「遠近両用コンタクト」の効果は?
遠近両用コンタクトは、射撃の的のような同心円状の形をしており、近視用と遠視用の2つのパートに分かれています。
そもそも近くのものと遠くのものを見るための度数は異なり、その度数の差を「加入度数」といいます。
遠近両用コンタクトは、近視と遠視の双方に対応するため、レンズの場所によって度数を変えて、意図的に加入度数を作っているのです。
レンズ中心部は、近視を矯正するための度数で、網膜の後ろに焦点を伸ばすことで遠くが見えやすくなります。その周囲は、網膜の手前に焦点を引っ張ることで遠視を矯正し、近くのものを見えやすくします。
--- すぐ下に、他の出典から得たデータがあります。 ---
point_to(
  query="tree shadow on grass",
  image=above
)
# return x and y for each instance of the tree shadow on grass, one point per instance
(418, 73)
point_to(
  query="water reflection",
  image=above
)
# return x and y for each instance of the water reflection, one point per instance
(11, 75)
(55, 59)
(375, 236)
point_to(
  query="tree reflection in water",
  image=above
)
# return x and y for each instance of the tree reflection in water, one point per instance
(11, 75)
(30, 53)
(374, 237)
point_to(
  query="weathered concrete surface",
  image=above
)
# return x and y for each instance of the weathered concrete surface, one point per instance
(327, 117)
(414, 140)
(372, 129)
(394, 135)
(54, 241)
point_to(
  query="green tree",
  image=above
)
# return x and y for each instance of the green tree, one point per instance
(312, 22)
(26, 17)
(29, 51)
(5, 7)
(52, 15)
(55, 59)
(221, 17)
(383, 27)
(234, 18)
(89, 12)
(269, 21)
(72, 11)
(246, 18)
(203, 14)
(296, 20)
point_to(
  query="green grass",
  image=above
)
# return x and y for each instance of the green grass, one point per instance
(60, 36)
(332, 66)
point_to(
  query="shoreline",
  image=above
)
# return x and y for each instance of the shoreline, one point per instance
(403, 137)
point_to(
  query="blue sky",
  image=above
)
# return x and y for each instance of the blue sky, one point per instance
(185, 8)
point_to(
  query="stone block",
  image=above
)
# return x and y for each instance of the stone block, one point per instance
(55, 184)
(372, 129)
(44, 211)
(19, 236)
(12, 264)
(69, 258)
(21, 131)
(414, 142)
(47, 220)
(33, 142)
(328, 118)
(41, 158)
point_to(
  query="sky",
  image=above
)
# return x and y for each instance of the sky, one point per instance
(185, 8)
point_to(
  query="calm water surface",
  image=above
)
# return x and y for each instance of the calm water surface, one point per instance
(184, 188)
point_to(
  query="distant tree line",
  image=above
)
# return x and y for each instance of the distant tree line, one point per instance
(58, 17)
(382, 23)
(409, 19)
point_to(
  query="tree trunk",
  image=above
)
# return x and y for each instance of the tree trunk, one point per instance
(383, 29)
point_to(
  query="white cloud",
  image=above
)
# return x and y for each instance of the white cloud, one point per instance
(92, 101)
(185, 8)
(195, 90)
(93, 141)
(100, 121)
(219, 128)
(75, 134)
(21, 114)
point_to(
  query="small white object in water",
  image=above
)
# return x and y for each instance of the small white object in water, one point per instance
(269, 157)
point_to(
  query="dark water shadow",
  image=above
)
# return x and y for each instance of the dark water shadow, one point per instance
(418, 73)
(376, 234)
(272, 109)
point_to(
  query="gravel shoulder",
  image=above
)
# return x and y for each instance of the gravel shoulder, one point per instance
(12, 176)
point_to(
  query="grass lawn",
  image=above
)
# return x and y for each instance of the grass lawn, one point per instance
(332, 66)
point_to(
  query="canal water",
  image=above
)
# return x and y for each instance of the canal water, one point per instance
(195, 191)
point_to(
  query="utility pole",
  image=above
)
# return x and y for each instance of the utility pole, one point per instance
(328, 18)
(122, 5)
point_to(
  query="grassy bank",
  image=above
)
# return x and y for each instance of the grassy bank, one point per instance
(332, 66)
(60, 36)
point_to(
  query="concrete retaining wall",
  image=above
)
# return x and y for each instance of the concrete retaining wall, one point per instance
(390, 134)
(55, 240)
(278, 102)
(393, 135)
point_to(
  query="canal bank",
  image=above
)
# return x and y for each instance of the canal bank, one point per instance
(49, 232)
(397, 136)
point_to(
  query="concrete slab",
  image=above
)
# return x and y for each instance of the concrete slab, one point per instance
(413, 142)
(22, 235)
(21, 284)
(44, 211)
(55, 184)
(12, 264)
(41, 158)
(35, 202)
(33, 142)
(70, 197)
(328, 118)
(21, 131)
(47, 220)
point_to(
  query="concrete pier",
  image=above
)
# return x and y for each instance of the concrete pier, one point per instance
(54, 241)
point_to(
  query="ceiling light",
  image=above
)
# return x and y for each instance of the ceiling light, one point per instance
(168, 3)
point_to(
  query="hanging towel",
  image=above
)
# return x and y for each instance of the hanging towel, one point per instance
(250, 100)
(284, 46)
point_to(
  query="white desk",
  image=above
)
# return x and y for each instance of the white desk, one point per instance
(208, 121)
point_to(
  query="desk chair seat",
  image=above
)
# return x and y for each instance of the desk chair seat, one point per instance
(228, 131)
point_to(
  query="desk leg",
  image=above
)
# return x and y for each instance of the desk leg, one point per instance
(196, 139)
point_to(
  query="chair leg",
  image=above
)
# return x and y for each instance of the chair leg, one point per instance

こうすることで、近視と遠視の両方を同一のレンズで矯正できるのです。
今回の調査で、遠近両用レンズは、光の焦点を前に持ってくることで、目の成長を遅らせることが判明しました。
実験では、7〜11歳の近視の子ども287名に参加してもらい、通常のコンタクトと遠近両用コンタクト(加入度数が中度と高度の2パターンを用意)を振り当て、3年に及ぶ追跡調査を行なっています。
その結果、近視の進行が最も遅かったのは、高度の遠近両用コンタクトで、目の成長は平均0.42mmでした。中度では平均0.58mm、通常のコンタクトでは平均0.66mmとなっています。
同チームのデビッド・バーンステン氏は「遠近両用コンタクトは、一般のレンズと比較して、3年間で約43%も近視の進行を抑えていた」と話します。